Q: Does this analytical set up pick up degradants/impurities?

A: At present, this method is only used for the release quality control of mRNA vaccine and does not achieve significant performance to achieve degradants/impurities, and then it is added according to needs.

Q: Figure 2: green and red dots: difficult to read by color blind colleagues. So, please change the color code.

A:  I have changed the color.

Q: Figure 6 is unreadable.

A: The figure is update.

Q: Line 225: Spikevax is not the most widely used COVID-19 mRNA vaccine. That is the Pfizer-BioNTech Comirnaty®.

A: I have changed.

Round 2

Reviewer 1 Report

LOD and LOQ can easily be determined based respectively as 3 or 10 times the standard deviation of the calibration curve intercept (determined by LINEST in Excel) divided by the slope.

Author Response

Firstly, simple estimation of QL without validation is not accepted.

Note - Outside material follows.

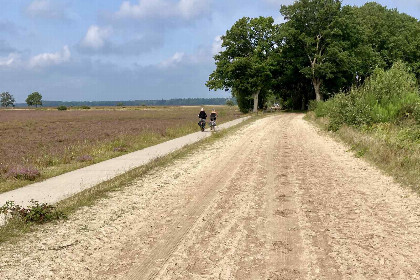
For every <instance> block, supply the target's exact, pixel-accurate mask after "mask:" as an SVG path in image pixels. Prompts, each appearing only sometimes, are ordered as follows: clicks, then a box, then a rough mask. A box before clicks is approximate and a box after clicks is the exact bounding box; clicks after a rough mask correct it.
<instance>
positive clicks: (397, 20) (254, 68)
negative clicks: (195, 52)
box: [206, 0, 420, 112]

As stated in ICH Q2(R1), LOQ could be determined by several ways, including signal to noise to ratio of 10 （Section 7.2）. However, the limit should be subsequently validated by the analysis of a suitable number of samples known to be near or prepared at the quantitation limit as described in section of 7.4.

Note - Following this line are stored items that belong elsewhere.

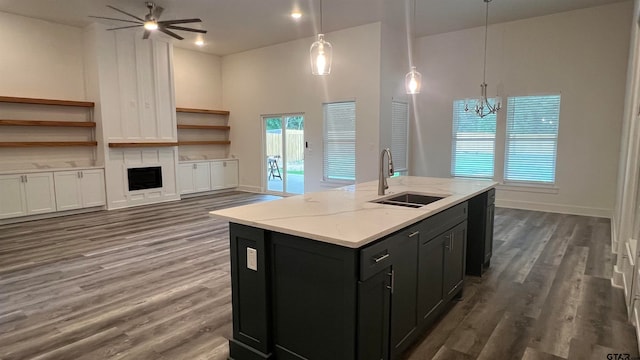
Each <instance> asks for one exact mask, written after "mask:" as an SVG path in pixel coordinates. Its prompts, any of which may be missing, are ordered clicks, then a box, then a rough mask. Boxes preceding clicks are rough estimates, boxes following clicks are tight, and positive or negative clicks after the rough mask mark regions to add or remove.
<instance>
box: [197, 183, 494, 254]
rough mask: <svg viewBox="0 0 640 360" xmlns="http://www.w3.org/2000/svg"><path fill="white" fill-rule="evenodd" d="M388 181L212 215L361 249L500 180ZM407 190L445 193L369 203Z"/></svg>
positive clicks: (477, 193)
mask: <svg viewBox="0 0 640 360" xmlns="http://www.w3.org/2000/svg"><path fill="white" fill-rule="evenodd" d="M388 181H389V189H387V191H386V194H385V195H382V196H379V195H378V181H369V182H365V183H360V184H355V185H350V186H345V187H341V188H337V189H332V190H327V191H322V192H315V193H308V194H304V195H298V196H293V197H288V198H283V199H279V200H273V201H269V202H263V203H257V204H251V205H245V206H238V207H233V208H229V209H223V210H217V211H212V212H211V213H210V214H211V215H213V216H215V217H218V218H222V219H226V220H229V221H230V222H233V223H238V224H243V225H249V226H253V227H257V228H261V229H266V230H271V231H277V232H281V233H285V234H290V235H295V236H300V237H304V238H308V239H313V240H317V241H322V242H326V243H331V244H336V245H340V246H345V247H349V248H359V247H362V246H364V245H366V244H368V243H370V242H372V241H375V240H377V239H380V238H381V237H383V236H385V235H388V234H391V233H393V232H395V231H397V230H400V229H403V228H405V227H407V226H409V225H411V224H414V223H416V222H418V221H420V220H422V219H425V218H428V217H429V216H431V215H434V214H436V213H438V212H440V211H442V210H445V209H447V208H450V207H452V206H454V205H456V204H459V203H461V202H463V201H465V200H467V199H469V198H471V197H473V196H475V195H478V194H480V193H482V192H484V191H487V190H489V189H491V188H493V187H495V186H496V185H497V183H496V182H494V181H490V180H466V179H444V178H428V177H416V176H400V177H395V178H391V179H388ZM405 192H412V193H418V194H423V195H431V196H443V197H444V198H443V199H441V200H438V201H436V202H433V203H431V204H428V205H424V206H422V207H420V208H409V207H403V206H396V205H384V204H377V203H372V202H370V201H372V200H378V199H385V198H389V197H393V196H394V195H397V194H400V193H405Z"/></svg>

Furthermore, the new version of ICH Q2(R2) also stated that quantitation limit (QL) can be estimated using different approaches (Section 4.2.2) also including signal to noise to ratio of 10 (Section 4.2.2), and made it very clear that if the QL was estimated, the limit should be subsequently validated by the analysis of a suitable number of samples known to be near or at the QL.

So according to the ICH guideline, the QL should be meet certain criteria of accuracy and precision.

Secondly, QL and DL validation are not needed in the content method such as described in the manuscript as stated in the table at Page 3 of ICH Q2(R1). Furthermore, ICH Q2(R2) made it very clear that in cases where the QL is well below the reporting limit, this confirmatory validation can be omitted with justification (Section 4.2.2.4). The lower limit of the standard curve is well below the reporting limit of the method, so the validation of the lower limit of the standard curve fit for the purpose of the method.

As stated above, we do not think the validation of QL is needed, neither DL. 

Author Response File: Author Response.pdf

Reviewer 2 Report

The manuscript was corrected. The Authors responded to all comments. 

I can recommend the manuscript for publication.

Author Response

Thanks very much for your recommendation. And I have polished the English.

Author Response File: Author Response.pdf

Reviewer 3 Report

figures 2 and 7 are still unreadable. 

line 278: The mRNA dose of the Moderna vaccine (first series) for adults is typically 100 microgram..... as far as I know.

line 315: Onpattro is not a vaccine and doesn't contain mRNA but siRNA.

Author Response

I have modified the manuscript according to your suggestion and polished the English by professional institute and get the certificate.